Additionally, the agency anticipates a gradual improvement in the country’s ability to meet its foreign currency obligations. The service of debt denominated in foreign currencies, including domestic dollar bonds, is expected to reach 1.2% of GDP (1.2 billion USD) in 2025, and then 1.4% (1.9 billion USD) in 2026. These forecasts are based on the assumption of a complete debt restructuring by 2025. Interest payments on this debt would represent 0.5% of GDP in 2025 and 0.4% in 2026, respectively.
Regarding local currency debt (excluding Treasury bill refinancing), Fitch predicts that it will mobilize around 3.8% of GDP in 2025 and 3.9% in 2026, with a majority allocated to interest payments (3.6% and 3.7% respectively). Consequently, the interest/income ratio is expected to remain generally stable at 26% in 2025 and 2026, after dropping from a peak of 48% in 2021.

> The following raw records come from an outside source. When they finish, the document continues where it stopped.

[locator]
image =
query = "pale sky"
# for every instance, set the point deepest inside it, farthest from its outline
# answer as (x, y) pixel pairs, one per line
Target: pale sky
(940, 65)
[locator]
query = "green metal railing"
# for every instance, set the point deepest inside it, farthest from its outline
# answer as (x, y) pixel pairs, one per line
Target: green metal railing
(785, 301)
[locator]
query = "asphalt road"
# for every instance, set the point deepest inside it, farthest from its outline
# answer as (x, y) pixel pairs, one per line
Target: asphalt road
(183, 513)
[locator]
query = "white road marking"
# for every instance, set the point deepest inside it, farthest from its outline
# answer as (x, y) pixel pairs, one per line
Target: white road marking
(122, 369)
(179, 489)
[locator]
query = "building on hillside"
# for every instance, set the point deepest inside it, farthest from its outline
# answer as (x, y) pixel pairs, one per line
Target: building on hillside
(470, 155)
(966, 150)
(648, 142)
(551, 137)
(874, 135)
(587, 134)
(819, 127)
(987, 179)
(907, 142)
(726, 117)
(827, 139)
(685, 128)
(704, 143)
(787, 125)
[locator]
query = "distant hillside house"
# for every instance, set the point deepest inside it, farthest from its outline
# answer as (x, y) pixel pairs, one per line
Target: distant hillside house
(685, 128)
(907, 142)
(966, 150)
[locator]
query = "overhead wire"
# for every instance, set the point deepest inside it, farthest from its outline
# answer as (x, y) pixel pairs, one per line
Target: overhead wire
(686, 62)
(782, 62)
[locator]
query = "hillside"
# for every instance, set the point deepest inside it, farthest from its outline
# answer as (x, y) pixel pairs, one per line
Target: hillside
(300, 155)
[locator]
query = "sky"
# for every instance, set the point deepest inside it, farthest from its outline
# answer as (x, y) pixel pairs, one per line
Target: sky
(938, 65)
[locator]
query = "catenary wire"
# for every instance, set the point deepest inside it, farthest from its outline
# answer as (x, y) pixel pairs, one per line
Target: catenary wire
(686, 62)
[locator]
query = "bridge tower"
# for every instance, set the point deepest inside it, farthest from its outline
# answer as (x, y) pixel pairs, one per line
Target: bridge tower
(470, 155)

On the external front, the current account surplus, which is expected to peak at 4.3% of GDP in 2024, would decrease to 1.1% in 2026. This trend is explained by an anticipated increase in imports supported by economic growth, as well as an expected decline in the prices of the country’s main exports.
At the same time, inflation is expected to gradually decelerate, dropping from 23% in 2024 to 15% in 2025, and then to 10% in 2026. This trend would be supported by the appreciation of the cedi since April 2025, the maintenance of a rigorous monetary policy, and budgetary consolidation efforts.
Regarding economic growth, it would remain dynamic, with an expected growth of 4% in 2025 and 4.5% in 2026. This dynamism would be driven by the recovery of the agricultural sector, especially after several years of declining cocoa production, and by the continued expansion of the industrial and services sectors.
However, Fitch warns of several risks that could individually or combined lead to a negative action on Ghana’s rating. Among the identified factors are new liquidity tensions, a loss of confidence in the government’s ability to refinance its short and medium-term obligations, as well as increased pressures on external liquidity. The latter could result in a decrease in international reserves in case of a widening current account deficit.